– Почему же меня не арестовали раньше? – спросила она. – Вы противоречите себе, господин следователь. Вы следили за мной? А говорите, что не сомневаетесь во лжи Лаубе.
Хабекер развел руками:
– Нам пришлось наводить справки. Без этого нельзя. Гестапо не благотворительное учреждение, фрейлейн.
– Да, конечно.
– Ну вот видите!
Она понимала: следователь поставил себе целью заставить ее говорить. О чем угодно, но говорить. То есть признать, что у гестапо имеется право арестовать ее и допрашивать. Однако она не хотела ни осложнять отношений с этим серым чиновником, ни демонстрировать возмущение: истинно немецкая женщина не станет возмущаться действиями гестапо и тем более оспаривать право этой «почтенной» организации. Истинно немецкая женщина будет взволнованна, огорчена, она постарается развеять сомнения, постарается помочь…

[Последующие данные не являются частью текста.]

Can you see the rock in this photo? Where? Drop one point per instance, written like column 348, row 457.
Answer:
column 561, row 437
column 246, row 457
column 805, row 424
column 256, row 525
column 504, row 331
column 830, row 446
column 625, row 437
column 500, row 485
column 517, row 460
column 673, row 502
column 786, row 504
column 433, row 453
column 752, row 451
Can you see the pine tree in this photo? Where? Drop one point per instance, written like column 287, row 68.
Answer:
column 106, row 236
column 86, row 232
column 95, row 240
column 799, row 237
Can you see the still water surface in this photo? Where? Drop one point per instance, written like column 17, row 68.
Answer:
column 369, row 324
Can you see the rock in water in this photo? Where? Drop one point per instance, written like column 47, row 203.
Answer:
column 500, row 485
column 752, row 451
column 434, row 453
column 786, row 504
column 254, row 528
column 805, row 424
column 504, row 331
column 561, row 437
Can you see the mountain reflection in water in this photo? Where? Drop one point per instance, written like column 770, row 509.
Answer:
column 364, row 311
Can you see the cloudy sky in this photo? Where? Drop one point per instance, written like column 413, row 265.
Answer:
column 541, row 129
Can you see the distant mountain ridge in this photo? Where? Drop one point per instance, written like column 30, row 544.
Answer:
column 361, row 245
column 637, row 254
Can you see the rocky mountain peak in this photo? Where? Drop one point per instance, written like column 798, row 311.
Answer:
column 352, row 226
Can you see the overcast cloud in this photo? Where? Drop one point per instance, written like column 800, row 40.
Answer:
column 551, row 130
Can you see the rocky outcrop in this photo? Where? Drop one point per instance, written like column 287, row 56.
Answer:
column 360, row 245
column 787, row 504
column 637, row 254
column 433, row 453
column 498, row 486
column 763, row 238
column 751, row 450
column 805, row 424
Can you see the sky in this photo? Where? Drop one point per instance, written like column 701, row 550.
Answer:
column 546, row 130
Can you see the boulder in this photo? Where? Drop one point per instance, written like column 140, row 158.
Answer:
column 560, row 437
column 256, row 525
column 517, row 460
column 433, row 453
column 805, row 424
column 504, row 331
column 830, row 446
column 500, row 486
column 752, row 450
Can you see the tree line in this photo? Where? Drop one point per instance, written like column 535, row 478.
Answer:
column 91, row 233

– Все же я не поняла, чем могу быть полезна, – сказала она. – И потом… Арест моего мужа… Если назвали мое имя, то при чем тут мой муж?
– Ваш жених, фрейлейн, – поправил Хабекер. – Господин Гауф ваш жеких, а не муж.
– Мы подали заявление о вступлении в брак и завтра собирались отпраздновать свадьбу. Мы сняли квартиру для совместной жизни.
– Но брак еще не оформлен… Впрочем, пожалуйста, я могу назвать господина Гауфа вашим мужем… Его арестовали из тех же соображений, что и вас, фрейлейн. Чтобы избавить от неприятностей.
– Вы полагаете, может быть, что-либо более неприятное, чем арест?
– Я не думаю. Я это знаю, фрейлейн.
– В таком случае, может быть, вы объясните мне?
– Конечно!
Хабекер пощелкал суставом пальца.
– Представьте себе, фрейлейн Штраух, – сказал он, – что в один прекрасный день вам позвонил бы некто, кто хорошо знает ваше прошлое. Ваше интимное прошлое. И этот некто пригрозил бы, что расскажет господину Гауфу кое-что, о чем вы предпочли бы умолчать. А в награду за молчание потребовал бы от вас некоторых услуг…
– Мой муж знает о моем прошлом. О моем «интимном прошлом», как вы выразились, господин следователь. Я ничего не скрывала. Мне нечего бояться.
– Например, вашей связи с доктором Хубертом?
Хабекер вперил в нее острые глаза.
Господи, неужели они подозревают, что бедняга Хуберт хоть в какой-то мере…
– Муж знает о докторе Хуберте, – тихо сказала она. – Это был очень несчастный и одинокий человек, господин следователь. И тяжело больной человек.
– Это не помешало ему влюбиться в вас, фрейлейн! Ведь он любил вас? Чем иначе…
– Да, доктор Хуберт любил меня, – не дав следователю договорить, сказала она. – Но это была не та любовь, о которой вы подумали. Повторяю, доктор Хуберт был очень болен. Он… Одним словом, он не мог бы жениться, господин следователь.
– Вы хотите сказать?…
– Я выразилась достаточно ясно.
– Хм!.. И вы полагаете, что я поверю, будто доктор Хуберт оставил все свое состояние совершенно чужому человеку?
– Поверьте… Впрочем, я не была ему чужой. Он относился ко мне, как к дочери.
– Так, так, – сказал Хабекер. – А у него было много знакомых, у Хуберта? Я имею в виду не немцев и не швейцарцев. Вы не замечали среди окружавших его людей никого из подданных других стран?
Она охотно пошла навстречу желанию следователя:
– У Хуберта было много знакомых. Чехи, англичане, румыны… Он вел какие-то дела.
– Вы не интересовались, какие именно?
– Нет. Не интересовалась. При мне доктор Хуберт деловые разговоры не вел.
– О чем же он беседовал с вами?
– О, обо всем… О жизни, об искусстве, о политике.
– О политике?
– Да. Он ведь знал, что я журналистка и интересуюсь вопросами политики.
– Он читал ваши статьи?
– Да. Мы говорили о них.
– В ваших статьях высказывались идеи национал-социализма.